You can actually see some of Faunus’ work for sale at The Hermetic Arts Learning Centre.)
Some of my ceremonial items have been purchased.
There are simply many things that require skills I do not have.
I learned with a formal group, and I needed a certain number of things at a deadline with limited notice. This taught me that magic doesn’t actually rely upon the perfect object, that objects can be changed, and that is no acceptable excuse not to find what you need to get something done.
Some of my tools I have made for myself.
Most of my tools have been made with mass-produced items – paint, pre-finished woods, fabric, glue etc. It’s helped me achieve a precision and quality of appearance that mattered to me, and matched those of the people I practiced with.
I often don’t like my own handiwork and so I’ve had to accept some limitations, including skillful help from others and tools that are not very glamorous or natural, like fine point Sharpies.
Some of my items I have been damn hard-headed about.
I am stubborn. I like what I like. There are things I have put off for years because I have a specific idea and meaning I’d like to manifest. For the non-essential things, people are going to have to deal with my attitude on this… I am also reminded that I need to keep working on that attitude.
The best were the ones that I gave away
I have made and purchased some things expressly for others. I have kept “extras” on hand, planning to give them away. This always surprises people, catches them off guard and creates very special, magical moments.
A few of my tools are “natural”.
“Natural” is a bit of a trigger word for me, as I feel its a word used to make some people feel superior to others. A few of my tools would be considered natural and I do enjoy them differently, and a different kind of quality they seem to possess – a more primal feeling. The acquiring of them has required time and patience, sometimes serendipitous, sometimes expensive.

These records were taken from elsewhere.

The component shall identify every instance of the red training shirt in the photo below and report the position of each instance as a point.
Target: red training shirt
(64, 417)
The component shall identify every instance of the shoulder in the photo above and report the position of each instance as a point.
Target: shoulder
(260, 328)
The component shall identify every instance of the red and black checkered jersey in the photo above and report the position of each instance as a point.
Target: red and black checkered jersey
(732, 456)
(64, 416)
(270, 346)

I have a lovely, plain beeswax patten that I poured myself; A large scrying glass of translucent black agate. I always prefer the Stang be as raw as possible, and over the years, I have been collecting things for making a traditional broom – ash, willow and birch…
What I’ve learned about myself through my magical items:
- Less is more. When it comes to my personal practice, my focus is better when there is less stuff and decoration. I prefer my items to have simpler symbolism.

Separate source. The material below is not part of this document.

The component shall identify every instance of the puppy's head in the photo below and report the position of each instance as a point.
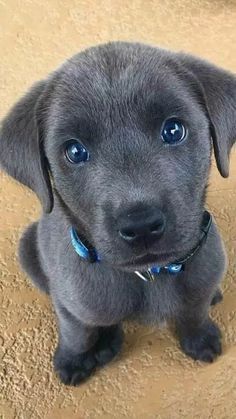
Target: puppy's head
(124, 132)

- I don’t love a ton of colours. The use of colour is extraordinary powerful in magic, and yet, I don’t prefer it in my personal aesthetic. What is your opinion on this?

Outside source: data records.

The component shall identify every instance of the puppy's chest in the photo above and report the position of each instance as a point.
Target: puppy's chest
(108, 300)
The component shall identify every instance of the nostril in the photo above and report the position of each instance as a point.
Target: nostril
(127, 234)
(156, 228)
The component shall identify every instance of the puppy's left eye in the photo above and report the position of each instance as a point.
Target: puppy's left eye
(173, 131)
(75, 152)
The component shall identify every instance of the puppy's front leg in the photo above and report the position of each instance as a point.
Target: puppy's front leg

- Once I have something, I prefer to keep using it. I don’t really like rotating and changing my tools.
- Having a more decorated space, and more books, has been better at inspiring others. I actually have a decorated room for this reason more than anything.
You should appreciate and feel connected to the tools you have
You should really understand what they mean, and how they serve you.
You should feel that they have inherent value to you. Some people might be okay with dollar store items or rudimentary natural items, some may not. This is part of Knowing Yourself.
Once you have them, use them. If you got caught up in aesthetics and acquirement and then never used them, realise you fell into a learning trap.
Do natural crystals work “better” than artificially created ones? I don’t know. Does an artificially inseminated or modified human work better than a “natural” one? Perhaps every object, every thing is different it’s personality and flavour.
Do plants you grown and dried work “better” than dried herbs you’ve purchased? I think that prior work in developing a relationship with something will absolutely affect your magic. Loving and nurturing a plant – or any item – will make a difference in that you are nop longer “using it” but “working with them” and “learning from them”.
This is ultimately the best attitude towards our tools and sacred items, and our attitude is more important than where they came from.